The following is a summary of my PhD thesis research, performed in the lab of Prof. Andre Levchenko, regarding the systems biology of information processing in the tumor necrosis factor (TNF) signaling network. A complete CV is available here.
In collaboration with Dr. Ilya Nemenman (Emory), we pioneered the use of information theory to rigorously measure the limits that biochemical noise place on the fidelity of cell signaling. Based upon comprehensive single cell measurements, we determined that the TNF signaling network, as well as several other canonical signaling systems, could transmit up to just ~1 bit of information per use. The significance of this result is that it only allows a cell to accurately distinguish no more than two input values (e.g. presence or absence of TNF), thereby limiting the cell's ability to make nuanced decisions based upon signaling events. Furthermore, to explain the low capacity, we developed a general analytical framework based on information theory that correctly predicted the presence and precise magnitude of several previously unappreciated bottlenecks to information flow, such as receptor level noise and information loss due to negative feedback. Our results were published in Science and in PNAS.

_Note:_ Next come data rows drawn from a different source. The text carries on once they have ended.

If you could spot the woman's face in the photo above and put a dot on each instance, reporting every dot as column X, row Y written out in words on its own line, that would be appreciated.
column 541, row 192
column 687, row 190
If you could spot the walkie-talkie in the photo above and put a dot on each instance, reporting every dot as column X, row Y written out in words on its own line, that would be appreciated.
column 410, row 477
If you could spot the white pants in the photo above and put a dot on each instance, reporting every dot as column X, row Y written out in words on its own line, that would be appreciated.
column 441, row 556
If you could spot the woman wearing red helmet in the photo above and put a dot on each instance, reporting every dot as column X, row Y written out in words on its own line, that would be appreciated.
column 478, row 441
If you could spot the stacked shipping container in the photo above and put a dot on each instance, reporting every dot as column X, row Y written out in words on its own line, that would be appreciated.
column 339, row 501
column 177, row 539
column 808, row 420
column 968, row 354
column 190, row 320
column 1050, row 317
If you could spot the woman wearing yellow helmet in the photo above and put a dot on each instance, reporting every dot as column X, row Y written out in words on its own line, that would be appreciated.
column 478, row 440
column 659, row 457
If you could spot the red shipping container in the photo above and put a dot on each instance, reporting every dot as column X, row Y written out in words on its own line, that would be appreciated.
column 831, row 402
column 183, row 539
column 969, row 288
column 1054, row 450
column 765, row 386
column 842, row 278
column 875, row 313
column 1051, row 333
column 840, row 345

Microfluidic analysis of signaling in single cells
Working with Dr. Joanne Wang, we developed a novel microfluidic device to enable high-throughput, high content analysis of individual cells, thereby allowing detailed examination of small numbers of genetically unperturbed cells exposed to multiple experimental conditions. The tool was featured on the cover of Science Signaling, and it allowed us to address a major controversy in the field, i.e. statistically ruling out asynchronous single cell oscillations as an underlying source for biphasic activity observed at the population level in TNF signaling. Due to the general utility of the technology, it also found widespread appeal in both academic and industry research. This allure led to several collaborations (e.g. examining epigenetic-specific signaling, and detecting bimodal JNK responses) as well as the formation of a startup to commercialize drug screening applications.
Predictive models of TNF-NF-κB signaling
I helped extend detailed ODE-based models of NF-κB responses to TNF and other inflammatory signals. These models generated high fidelity, experimentally verified predictions, thus providing a high degree of discovery potential and explanatory power. In collaboration with Dr. Alex Hoffmann (UCSD), I used models to reverse engineer a key molecular mechanism (rapid inhibition of the IκB kinase) regulating system dynamics in response to different doses of TNF, and demonstrated that such dynamics can enable spatially graded responses in a physiologically appropriate manner. In another project with Dr. Zhizhong Yin et al., I applied models to estimate the local amount of TNF delivered by a nanowire to an individual cell. These models have greatly influenced the field's attempts to quantitatively analyze TNF signaling.